Director: ISABEL COIXET/2015
Sir Ben Kingsley has spent some time in South/Southwest Asia through his roles across many years: as a Persian in The House of Sand and Fog, as a supposed fanatical terrorist from an unnamed Arab-Muslim nation in Iron Man 3, to his seminal Academy-award winning role in Gandhi. Ben Kingsley’s father is of Indian descent, and through his portrayal of India’s most famous civil rights leader, Sir Ben Kingsley was able to accurately portray a character from this culture with depth and accuracy, rising above the typical caricature that is usually depicted in lighter fare.
For his new film, Learning to Drive, Kingsley returns to this beloved culture to depict a man named Darwan, who is a persecuted Sikh from the Punjab region. Living in New York, Darwan takes great pride as a driving instructor, and as a taxi driver while simultaneously looking out for his nephew who is hiding out with his uncle to evade immigration officials.
A chance-encounter through a fare he picks up one night leads him to meet Wendy (Patricia Clarkson-The Maze Runner: The Scorch Trials, Last Weekend) whose marriage is ending….in the back of his cab. After dropping Wendy off at home, Darwan discovers she has left a parcel in the back of his taxi and seeks to return it the next day.
This encounter leads to Wendy enrolling in his driving school so that she can visit her grown college-aged daughter in Vermont. Up until now, Wendy has had no need to know how to drive as she is living in the city. She also relied on her husband to handle that responsibility, and as such, has never desired to learn.
Their encounters of her driving lessons start off with a dynamic of a highly educated writer being taught by a man who takes great pride in a career she would normally see as beneath her. His calm demeanor and ability to help her focus on the task despite her brokenness and tendency to daydream in her fragile emotional state begins to open her up. She slowly finds a friend who she sees as her “faith” when she has given up on god, life, and anything resembling hope.
Kingsley, of course, does a great job of adding many layers to this character of Darwan with simple mannerisms, prolonged gazing, and a calm, soothing presence. Through this portrayal, he again honors a culture and keeps the portrayal from descending into anything stereotypical. He is able to also wrestle with his pride as an American and the desire to stay true to his roots, including accepting an arranged marriage from his native country.
As long as Kingsley and Clarkson’s hands are on the wheel, the film is fine. There is strong acting across the board, and their interactions and growing friendship provide the film its true heart. It is when they go their separate ways in different scenes that the film is not as strong. Kingsley’s interactions with his arranged bride have moments, but are unable to be given the proper treatment it needs to fully address the tension it brings.

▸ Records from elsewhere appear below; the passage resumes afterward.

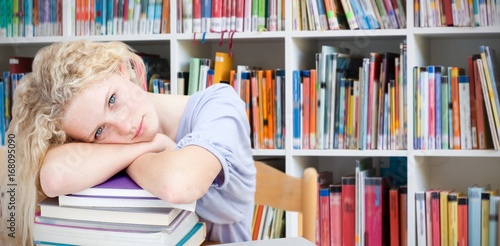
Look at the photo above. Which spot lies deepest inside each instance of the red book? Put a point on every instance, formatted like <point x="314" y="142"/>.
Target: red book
<point x="373" y="84"/>
<point x="196" y="16"/>
<point x="428" y="216"/>
<point x="435" y="220"/>
<point x="216" y="22"/>
<point x="348" y="210"/>
<point x="472" y="102"/>
<point x="336" y="214"/>
<point x="463" y="221"/>
<point x="447" y="11"/>
<point x="306" y="96"/>
<point x="376" y="211"/>
<point x="394" y="215"/>
<point x="403" y="215"/>
<point x="324" y="216"/>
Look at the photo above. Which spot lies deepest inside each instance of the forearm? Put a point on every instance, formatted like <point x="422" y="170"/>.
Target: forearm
<point x="176" y="176"/>
<point x="76" y="166"/>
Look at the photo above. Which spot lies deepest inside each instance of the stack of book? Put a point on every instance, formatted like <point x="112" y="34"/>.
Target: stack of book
<point x="116" y="212"/>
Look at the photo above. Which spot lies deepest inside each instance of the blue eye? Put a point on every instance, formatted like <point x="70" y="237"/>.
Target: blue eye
<point x="98" y="132"/>
<point x="112" y="100"/>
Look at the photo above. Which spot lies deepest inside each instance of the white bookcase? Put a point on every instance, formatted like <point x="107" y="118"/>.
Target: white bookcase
<point x="291" y="50"/>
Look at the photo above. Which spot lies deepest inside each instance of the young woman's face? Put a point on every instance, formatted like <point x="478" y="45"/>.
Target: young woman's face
<point x="113" y="111"/>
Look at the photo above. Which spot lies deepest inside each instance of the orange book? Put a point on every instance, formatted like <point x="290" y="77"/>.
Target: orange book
<point x="255" y="110"/>
<point x="435" y="218"/>
<point x="270" y="108"/>
<point x="165" y="17"/>
<point x="403" y="215"/>
<point x="312" y="112"/>
<point x="257" y="222"/>
<point x="222" y="67"/>
<point x="455" y="107"/>
<point x="306" y="86"/>
<point x="262" y="108"/>
<point x="394" y="216"/>
<point x="482" y="138"/>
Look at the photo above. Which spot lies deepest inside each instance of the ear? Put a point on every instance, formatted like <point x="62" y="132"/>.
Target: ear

The same can be said for Wendy’s interaction with her daughter which seems to be more of a plot device, than a genuine relationship. Wendy’s attempt at dating provides a very awkward moment in the film, and gives us a sex scene that seems very disjointed from the rest of the film, tonally speaking.
Learning to Drive is directed by Spanish director Isabel Coixet, who has worked with both Kingsley and Clarkson before in the 2008 film Elegy. The comfortability of this team is clearly there in this film, but the narrative is not as developed as it could be with the side stories of these character’s lives. So while there are steady hands driving the story, the end result is not as satisfying as its possibilities, and thus the film is not the ride it almost could be.